Tuesday, November 11, 2008

November Eleventh



When I got home last night the Rowan Williams book on Dostoevsky was in the mailbox. I've only got to the back-cover blurbs and the title-page, but I notice it is part of a series out of Baylor UP, "The Making of the Christian Imagination."

This morning at our 11/11 service, in lieu of a sermon, and in support of the Christian imagination, I'm going to read the passage near the end of Birdsong, by Sebastian Faulks, that includes these words. (Stephen is an English soldier, a sapper, who has been buried by his own explosion; he is being dug out by Levi and Lamm, who are -- not -- English soldiers. It is eleven in the morning of November 11th, 1918.)

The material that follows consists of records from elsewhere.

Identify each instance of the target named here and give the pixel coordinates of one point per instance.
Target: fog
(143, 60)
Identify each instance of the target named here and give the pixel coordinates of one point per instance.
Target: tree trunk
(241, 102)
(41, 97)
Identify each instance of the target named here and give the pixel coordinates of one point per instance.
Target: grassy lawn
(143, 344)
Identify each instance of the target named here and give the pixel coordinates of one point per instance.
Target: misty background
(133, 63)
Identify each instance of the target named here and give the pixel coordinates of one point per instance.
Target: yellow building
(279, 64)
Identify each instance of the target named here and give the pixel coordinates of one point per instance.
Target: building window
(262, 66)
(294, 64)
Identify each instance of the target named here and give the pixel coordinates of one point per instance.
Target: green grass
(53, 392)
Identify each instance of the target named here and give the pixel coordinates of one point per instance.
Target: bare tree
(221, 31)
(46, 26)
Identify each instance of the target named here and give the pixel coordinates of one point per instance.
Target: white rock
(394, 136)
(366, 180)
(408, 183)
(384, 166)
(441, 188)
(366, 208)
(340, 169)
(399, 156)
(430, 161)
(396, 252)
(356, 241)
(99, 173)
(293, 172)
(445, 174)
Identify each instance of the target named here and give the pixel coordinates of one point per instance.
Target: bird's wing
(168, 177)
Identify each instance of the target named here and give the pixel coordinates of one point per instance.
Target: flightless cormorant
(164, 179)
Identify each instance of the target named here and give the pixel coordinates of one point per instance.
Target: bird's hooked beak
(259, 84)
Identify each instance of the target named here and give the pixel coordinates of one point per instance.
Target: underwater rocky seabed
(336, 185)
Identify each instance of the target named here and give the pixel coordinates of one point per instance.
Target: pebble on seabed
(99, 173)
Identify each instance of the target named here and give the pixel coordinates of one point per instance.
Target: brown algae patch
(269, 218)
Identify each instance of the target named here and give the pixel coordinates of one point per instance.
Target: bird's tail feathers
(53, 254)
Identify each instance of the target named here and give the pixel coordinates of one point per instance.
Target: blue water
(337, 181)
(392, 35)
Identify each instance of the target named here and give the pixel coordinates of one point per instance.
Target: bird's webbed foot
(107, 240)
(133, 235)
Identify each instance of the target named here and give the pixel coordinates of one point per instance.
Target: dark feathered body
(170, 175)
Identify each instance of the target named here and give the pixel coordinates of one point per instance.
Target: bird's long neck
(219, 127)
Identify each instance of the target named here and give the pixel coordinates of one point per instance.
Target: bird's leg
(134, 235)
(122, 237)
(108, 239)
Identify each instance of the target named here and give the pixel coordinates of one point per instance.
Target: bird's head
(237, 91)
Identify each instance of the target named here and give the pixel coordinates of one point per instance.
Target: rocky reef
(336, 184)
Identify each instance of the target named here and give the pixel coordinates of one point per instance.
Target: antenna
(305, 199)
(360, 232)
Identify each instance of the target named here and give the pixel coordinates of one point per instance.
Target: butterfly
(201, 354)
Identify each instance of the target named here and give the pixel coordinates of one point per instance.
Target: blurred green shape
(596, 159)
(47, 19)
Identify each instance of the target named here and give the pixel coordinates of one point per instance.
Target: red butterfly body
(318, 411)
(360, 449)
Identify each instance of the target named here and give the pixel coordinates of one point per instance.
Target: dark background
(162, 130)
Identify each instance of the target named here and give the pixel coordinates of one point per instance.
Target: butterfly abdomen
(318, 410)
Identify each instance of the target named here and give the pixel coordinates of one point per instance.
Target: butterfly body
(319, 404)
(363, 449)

"It was Levi's work, not Lamm's, that had loosened the earth sufficiently at the end of Stephen's coffin for him to be able to drawl out of it, over the fallen body of Jack Firebrace.
On hands and knees he moved back among the debris his own explosion had made. About a yard further along he could see where the tunnel was still intact. It was here that Lamm had broken through. Levi pushed Lamm back and climbed into the British tunnel himself. Tricked by the echo of Stephen's tapping, he turned the wrong way, and began to walk away from him.
Gurgling and spitting earth from his mouth, Stephen clawed his way forward, shouting as he went. He could see light from some lantern swaying in the tunnel ahead of him. There was air. He could breathe.
Levi heard him. He turned and walked back.
As the tunnel roof lifted, Stephen moved up into a crouch and called out again. The lantern was on him.
He looked up and saw the legs of his rescuer. They were clothed in the German feldgrau, the colour of his darkest dream.
He staggered to his feet and his hand went to pull out his revolver, but there was nothing there, only the torn, drenched rags of his trousers.
He looked into the face of the man who stood in front of him and his fists went up from his sides lilke those of a farm boy about to fight.
At some deep level, far below anything his exhausted mind could reach, the conflicts of his soul dragged through him like waves grating on the packed shingle of a beach. The sound of his life calling to him on a distant road; the faces of the men who had been slaughtered, the closed eyes of Michael Weir in his coffin; his scalding hatred of the enemy, of Max and all the men who had brought him to this moment; the flesh and love of Isabelle, and the eyes of her sister.
Far beyond thought, the resolution came to him and he found his arms, still raised, begin to spread and open.
Levi looked at this wild-eyed figure, half-demented, his brother's killer. For no reason he could tell, he found that he had opened his own arms in turn, and the two men fell upon each other's shoulders, weeping at the bitter strangeness of their human lives."